My shoulder slams into his ribs, and the gun jerks sideways. He grunts, his weight pitching back.

Take this, you son of a bitch.

His finger squeezes the trigger as he stumbles. The shot cracks into the sky.

I don’t think. I grab whatever my hand lands on in the cabinet and swing. It connects with his temple. His body lurches, then folds, collapsing halfway into the dirt. The gun tumbles from his grip and skitters to the ground a couple of steps away.

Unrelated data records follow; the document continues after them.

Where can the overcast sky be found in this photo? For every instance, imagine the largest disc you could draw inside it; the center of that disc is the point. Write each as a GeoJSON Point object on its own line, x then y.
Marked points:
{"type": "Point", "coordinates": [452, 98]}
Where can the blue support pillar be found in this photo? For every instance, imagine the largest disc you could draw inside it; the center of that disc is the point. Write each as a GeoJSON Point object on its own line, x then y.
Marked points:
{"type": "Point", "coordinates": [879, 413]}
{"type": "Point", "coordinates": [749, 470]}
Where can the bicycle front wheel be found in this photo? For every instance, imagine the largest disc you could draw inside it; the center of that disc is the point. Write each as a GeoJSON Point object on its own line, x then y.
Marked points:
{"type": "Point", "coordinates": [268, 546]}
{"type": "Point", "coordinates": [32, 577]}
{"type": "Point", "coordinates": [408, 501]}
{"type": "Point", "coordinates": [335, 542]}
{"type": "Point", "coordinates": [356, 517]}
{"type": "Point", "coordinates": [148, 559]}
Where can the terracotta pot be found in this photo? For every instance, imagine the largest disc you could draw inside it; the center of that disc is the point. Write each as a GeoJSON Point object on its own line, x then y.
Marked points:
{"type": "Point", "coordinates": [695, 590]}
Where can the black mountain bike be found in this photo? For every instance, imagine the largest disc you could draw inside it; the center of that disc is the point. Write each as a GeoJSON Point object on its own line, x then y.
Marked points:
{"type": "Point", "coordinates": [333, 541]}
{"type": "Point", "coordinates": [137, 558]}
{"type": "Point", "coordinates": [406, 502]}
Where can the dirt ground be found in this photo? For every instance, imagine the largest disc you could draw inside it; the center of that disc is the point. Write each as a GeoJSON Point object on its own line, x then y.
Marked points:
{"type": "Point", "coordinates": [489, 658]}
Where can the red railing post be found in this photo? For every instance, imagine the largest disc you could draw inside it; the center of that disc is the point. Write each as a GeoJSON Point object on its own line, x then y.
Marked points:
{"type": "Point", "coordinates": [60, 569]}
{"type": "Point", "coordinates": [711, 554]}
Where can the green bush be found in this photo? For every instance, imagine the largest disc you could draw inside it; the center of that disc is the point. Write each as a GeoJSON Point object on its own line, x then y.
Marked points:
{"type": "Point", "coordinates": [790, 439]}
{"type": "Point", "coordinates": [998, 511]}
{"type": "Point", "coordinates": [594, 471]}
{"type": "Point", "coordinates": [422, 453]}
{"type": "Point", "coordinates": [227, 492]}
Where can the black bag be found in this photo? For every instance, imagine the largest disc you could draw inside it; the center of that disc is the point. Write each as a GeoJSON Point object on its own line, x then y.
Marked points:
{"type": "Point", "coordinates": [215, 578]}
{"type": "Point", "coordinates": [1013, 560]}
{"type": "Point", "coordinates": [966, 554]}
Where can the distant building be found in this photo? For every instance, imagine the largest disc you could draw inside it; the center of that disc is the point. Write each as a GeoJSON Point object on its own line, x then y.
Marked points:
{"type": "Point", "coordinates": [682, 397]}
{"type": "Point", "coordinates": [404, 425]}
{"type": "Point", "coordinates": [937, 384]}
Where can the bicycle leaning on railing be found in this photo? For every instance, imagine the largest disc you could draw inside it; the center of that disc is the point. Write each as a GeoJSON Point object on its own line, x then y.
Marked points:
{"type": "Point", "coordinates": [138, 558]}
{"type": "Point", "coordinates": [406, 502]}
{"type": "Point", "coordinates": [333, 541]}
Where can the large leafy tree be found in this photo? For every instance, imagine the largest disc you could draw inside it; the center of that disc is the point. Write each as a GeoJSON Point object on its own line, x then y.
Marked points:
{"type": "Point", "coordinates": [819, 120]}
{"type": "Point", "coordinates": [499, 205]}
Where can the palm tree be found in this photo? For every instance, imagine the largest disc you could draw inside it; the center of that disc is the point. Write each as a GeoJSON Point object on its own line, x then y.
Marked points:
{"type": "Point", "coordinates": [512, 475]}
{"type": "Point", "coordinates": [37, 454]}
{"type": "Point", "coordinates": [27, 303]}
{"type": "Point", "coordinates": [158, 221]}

I dive for it, but my knees skid and my palms slide through dust and gravel. He’s already rolling over. Blood leaks down his face. His hand clamps around my ankle hard enough to jar my bones. I kick him in the shoulder and lunge again, stretching for the gun until my fingers scrape cold metal.

Got it.

He grips my hair in his fist and yanks. The world goes white-hot. My scalp feels like it’s being peeled off. I twist, aim wild, and squeeze the trigger.

Click.

Nothing fires. The gunbursts.

What the hell?

Heat slams into my hand, a shockwave ripping through my fingers like fireworks detonating in my palm. The muzzle spits smoke and metal shrapnel instead of a bullet. Pain rockets up my wrist. I drop the gun on instinct and clamp my other handover the burn. My skin is already searing red. A thin line of blood cuts across the base of my thumb where a splinter of metal nicked me.

The man screams. He’s on his knees now, clutching his face. The blast caught him worse than it did me. Blood trickles down his cheek, and when he jerks his hand away, there’s a dark scorch mark near his eye. Tiny shards glitter in his skin, like someone pressed ground glass into flesh.

Did the dirt jam the barrel or something? I don’t have time to figure it out. I kick the ruined gun away and shove myself up. My vision pulses at the edges as I stagger backward, half-running and half-falling toward the van.

I need to free the girls. None of this matters if I don’t free the girls.

I scramble to the cabinet, my burned hand throbbing like it’s trapped in a vise. Inside, everything swims into a blur of metal and plastic until my good hand finds what it needs.

Wire cutters.

“Oh, shit,” Hailey gasps.

“Hold still,” I rasp, dropping beside them and forcing my shaking fingers to work. The cutters squeak against the plastic, and I almost miss with the first bite.

The tie around Hailey’s wrists snaps, then Lila’s.

The second the last one breaks, a sound rolls through the van that turns my blood cold.

A wet, guttural grunt.

I spin.

The man’s already up.

Blood streaks his cheek, one eye swollen and gleaming with something rabid. His hands are empty for a heartbeat, and then he surges forward and slams me into the side of the van hard enough to dent the metal around my shoulder.